I've got quite a few things done on my to-do list but somehow it never seems to get any shorter. More things keep getting added and it wouldn't be so bad if there weren't time constraints on them. I'm doing the best I can, though, and have to refrain from panicking. Sometimes I look at couples and think how nice it would be to have two people to do the things that are required to run a home and family. I know that's not the reason to be a couple and I also know what obligations come with a relationship. Still, I wonder if I'll ever be part of a couple again. And I wonder if I'll ever be willing to pay the price. Until then, it's me and Luke. And a grandchild here or there.

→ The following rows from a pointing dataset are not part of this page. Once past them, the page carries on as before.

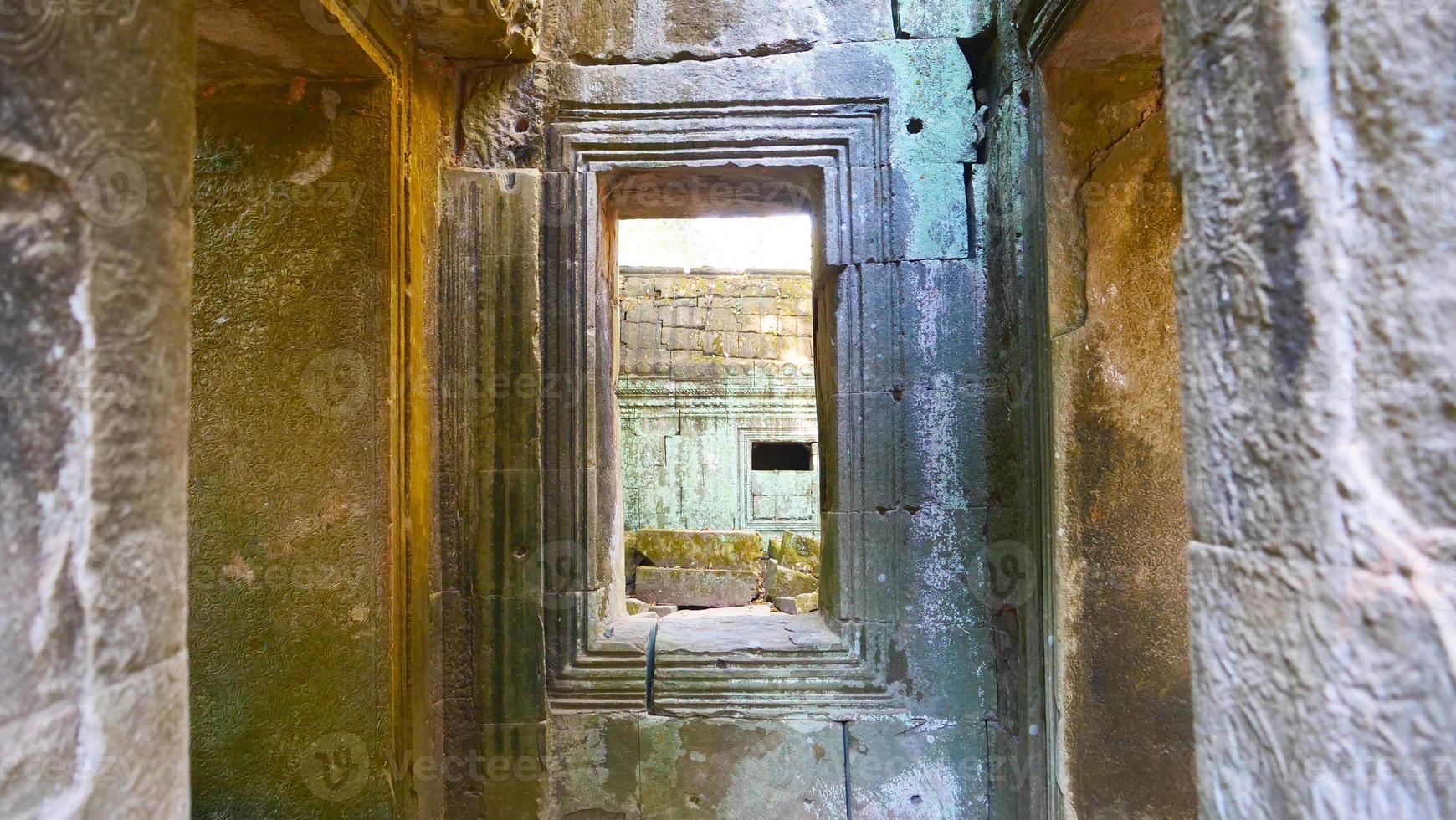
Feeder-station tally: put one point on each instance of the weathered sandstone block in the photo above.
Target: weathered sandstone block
(696, 587)
(781, 582)
(797, 552)
(736, 768)
(797, 605)
(698, 550)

Today, my 5-year-old grandson had his birthday party. It was one of those elaborate pizza/game/indoor go-cart deals. I kept thinking that his mom would be so proud of him. I know she is still but there's always this huge gaping hole in any room when we're together as a family. Her vibrant, fun little self always added so much to any occasion. There are so many "firsts" to get through when grieving. The first Halloween, Thanksgiving, Christmas, children's birthdays, Valentine's Day...and then more to come. Rachel and I always had such fun with planning, decorating and baking for holidays. I am doing the best I can to keep the traditions going myself. I wonder if the second time around things will get any easier. She's been gone 6 months today.